I’m sure you grew up being taught to be as “fat free” in your diet as possible.  I remember hearing that fats were bad for you and naturally concluded that fats in general were among the top five worst foods to eat.  Recent studies are proving that fats are not only good for you but are beneficial.  The key is understanding the differences between the fats.

There are three basic categories of fats:  saturated, polyunsaturated and monounsaturated.  Understanding these differences in these categories may help improve dementia, cholesterol, diabetes, some cancers and many other medical conditions.  So, this information is a must read to help ourselves age gracefully.   In addition, if you are joining us for our keto diet in January you will really want to know these differences.

First it is important to understand what fats really do.  We know that fats are located in fat cells and are stored (much to our dismay sometimes) all over the body in “adipose” tissue.  However, the second highest concentration of fats is in our brain and nervous system.  Fats help provide support for nerves and their connections by helping make a protective covering for the nerves throughout the body.  Fats also provide a protective covering around our organs to prevent damage while we move around.  Fats are a structural component to our cell walls and are also an important part of our sex hormones.  A study comparing a low-fat diet and two versions of a Mediterranean diet higher in monounsaturated fats showed the risk of stroke, heart attack or death was reduced by 30% in the individuals eating the most fat (compared to the low fat group).

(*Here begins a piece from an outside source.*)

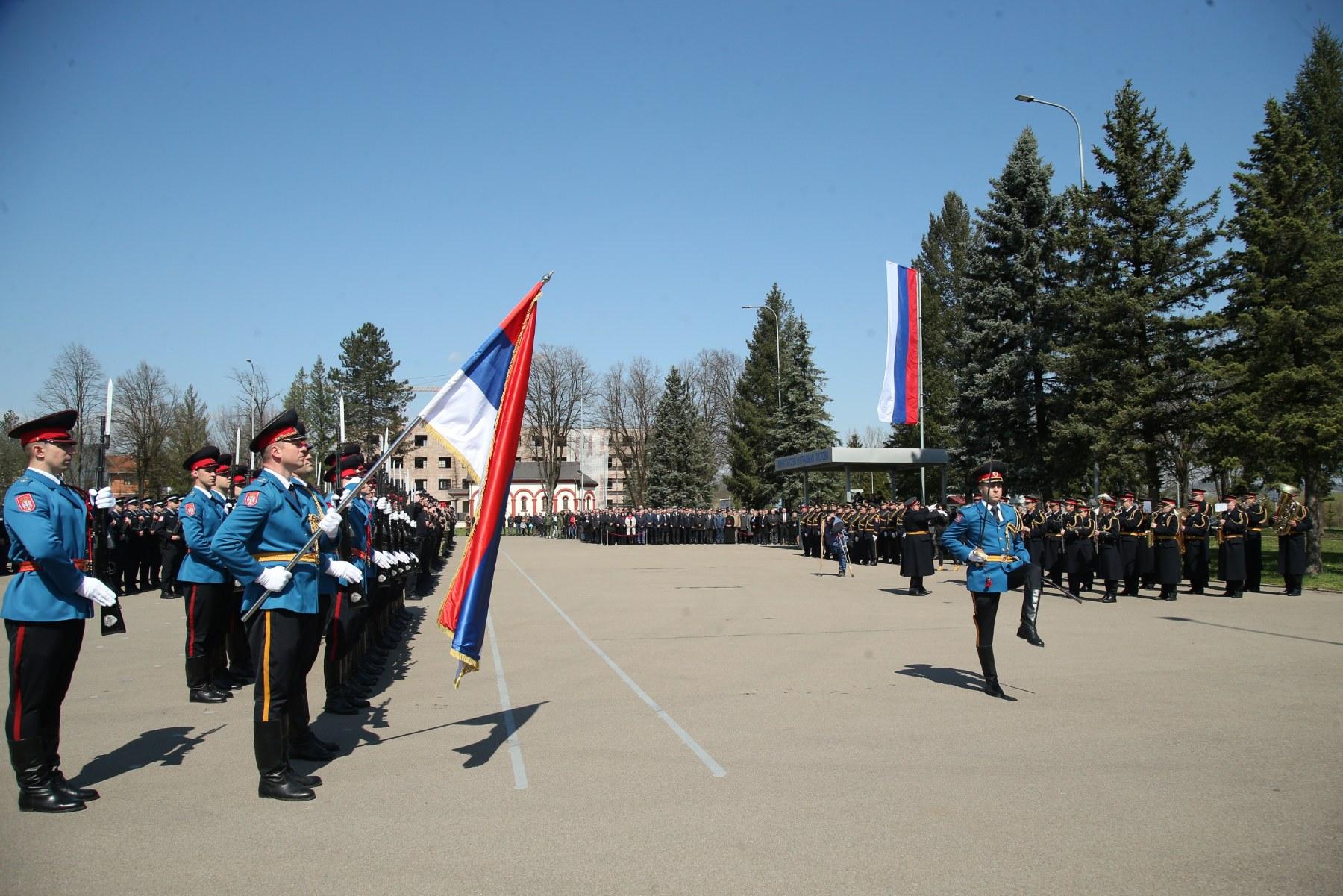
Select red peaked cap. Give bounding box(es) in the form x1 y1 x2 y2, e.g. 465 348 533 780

The differences in fats that makes them saturated, polyunsaturated and monounsaturated has to do with the chemical bonds in their structures.  So just trust me that there are differences that classifies them in different categories that goes way beyond what we need to discuss.  Now, let’s dive into which fats are good, bad and ugly…

Saturated fats:   good and bad guys

Saturated fat is found in animal proteins and is typically solid at room temperature.  They have a high melting point which makes them good to cook with.  Typical foods that are high in saturated fats include:  beef, pork, poultry, dairy products, fast foods, processed meats, vegetable shortening, nuts, coconut and palm oil.  Just looking at this list, I hope it is obvious that some sources are very different from the others.  For example, studies are showing that the saturated fats in coconut & palm oil as well as nuts actually may reduce your risk of heart disease and stroke while processed meats, fast food and vegetable shortening all increase the risk.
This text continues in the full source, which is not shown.